Sheida Soleimani, Agitator, 2023. Courtesy of the artist, Edel Assanti, London, Denny Gallery, New York, and Harlan Levey Projects, Brussels ©️ Sheida Soleimani
Woven throughout 'Ghostwriter' are a myriad of prints, fabric snippets, text excerpts and human shrapnel taking us in and out of Soleimani’s universe and their parents in a mysterious play of contrasts. Here, three and bi-dimensional ladders and front doors hint at Mâmân and Bâbâ’s suffered road towards a new beginning, while Persian motifs stand, at once, as a testament to the long-lasting influence of their traumatic experience and a manifesto of their Iranian roots.
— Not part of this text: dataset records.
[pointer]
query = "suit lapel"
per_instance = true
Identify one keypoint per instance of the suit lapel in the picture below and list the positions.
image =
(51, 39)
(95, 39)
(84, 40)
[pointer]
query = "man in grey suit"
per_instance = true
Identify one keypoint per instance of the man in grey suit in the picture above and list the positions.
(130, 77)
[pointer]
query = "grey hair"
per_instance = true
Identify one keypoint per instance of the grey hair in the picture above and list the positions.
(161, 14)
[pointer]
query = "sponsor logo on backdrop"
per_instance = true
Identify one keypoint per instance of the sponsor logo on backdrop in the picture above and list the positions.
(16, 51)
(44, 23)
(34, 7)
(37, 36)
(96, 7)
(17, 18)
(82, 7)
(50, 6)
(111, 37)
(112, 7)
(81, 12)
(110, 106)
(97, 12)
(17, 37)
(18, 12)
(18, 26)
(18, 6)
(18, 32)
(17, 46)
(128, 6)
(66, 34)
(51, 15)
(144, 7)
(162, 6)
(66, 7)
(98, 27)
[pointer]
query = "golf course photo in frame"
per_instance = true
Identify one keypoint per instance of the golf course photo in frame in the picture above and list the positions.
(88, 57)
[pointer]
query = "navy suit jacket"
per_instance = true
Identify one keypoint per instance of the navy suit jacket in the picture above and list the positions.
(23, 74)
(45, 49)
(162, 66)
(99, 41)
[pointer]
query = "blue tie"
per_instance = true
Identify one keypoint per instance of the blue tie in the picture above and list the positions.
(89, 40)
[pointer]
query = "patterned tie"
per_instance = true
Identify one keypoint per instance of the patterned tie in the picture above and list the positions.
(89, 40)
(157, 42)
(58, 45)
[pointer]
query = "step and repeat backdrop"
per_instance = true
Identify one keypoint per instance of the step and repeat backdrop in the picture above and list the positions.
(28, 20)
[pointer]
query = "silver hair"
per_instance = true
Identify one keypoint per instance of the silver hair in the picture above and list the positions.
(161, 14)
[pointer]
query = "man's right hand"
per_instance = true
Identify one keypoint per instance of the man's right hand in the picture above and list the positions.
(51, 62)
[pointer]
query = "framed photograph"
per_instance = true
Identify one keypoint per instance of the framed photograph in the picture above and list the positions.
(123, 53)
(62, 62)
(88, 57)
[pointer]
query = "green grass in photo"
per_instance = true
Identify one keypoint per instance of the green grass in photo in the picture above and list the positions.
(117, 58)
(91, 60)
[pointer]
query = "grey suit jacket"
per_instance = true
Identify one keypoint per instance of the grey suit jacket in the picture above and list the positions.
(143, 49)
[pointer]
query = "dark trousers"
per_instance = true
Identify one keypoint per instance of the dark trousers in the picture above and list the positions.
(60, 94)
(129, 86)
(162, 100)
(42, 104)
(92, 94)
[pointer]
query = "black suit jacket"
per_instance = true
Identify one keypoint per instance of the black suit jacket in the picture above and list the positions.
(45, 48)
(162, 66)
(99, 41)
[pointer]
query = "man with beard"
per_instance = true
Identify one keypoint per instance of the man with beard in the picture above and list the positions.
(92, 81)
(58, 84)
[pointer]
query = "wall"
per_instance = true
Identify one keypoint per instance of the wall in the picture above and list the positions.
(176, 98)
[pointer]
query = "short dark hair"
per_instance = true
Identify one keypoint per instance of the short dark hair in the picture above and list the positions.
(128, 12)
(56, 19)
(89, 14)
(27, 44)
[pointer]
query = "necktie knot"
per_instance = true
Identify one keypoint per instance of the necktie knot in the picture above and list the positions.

Of all the symbolism hidden in the work, the presence of birds — a key feature of traditional Persian art — and their juxtaposition with the disguised silhouettes of Soleimani’s parents voices the message behind the series. “In giving my parents (as both migrants and refugees) and migratory birds biographical and political lives, I do not simply seek to show that they suffer ongoing harm as life becomes non-life on planetary and national scales,” the artist says. “Rather, in opposition to the humanitarian pornography of pain, 'Ghostwriter' treats these living beings as dignity-bearing subjects, agents and world-makers, portraying their stories distinctly and in tandem with one another to engender new ways of seeing, imagining and being in the future.”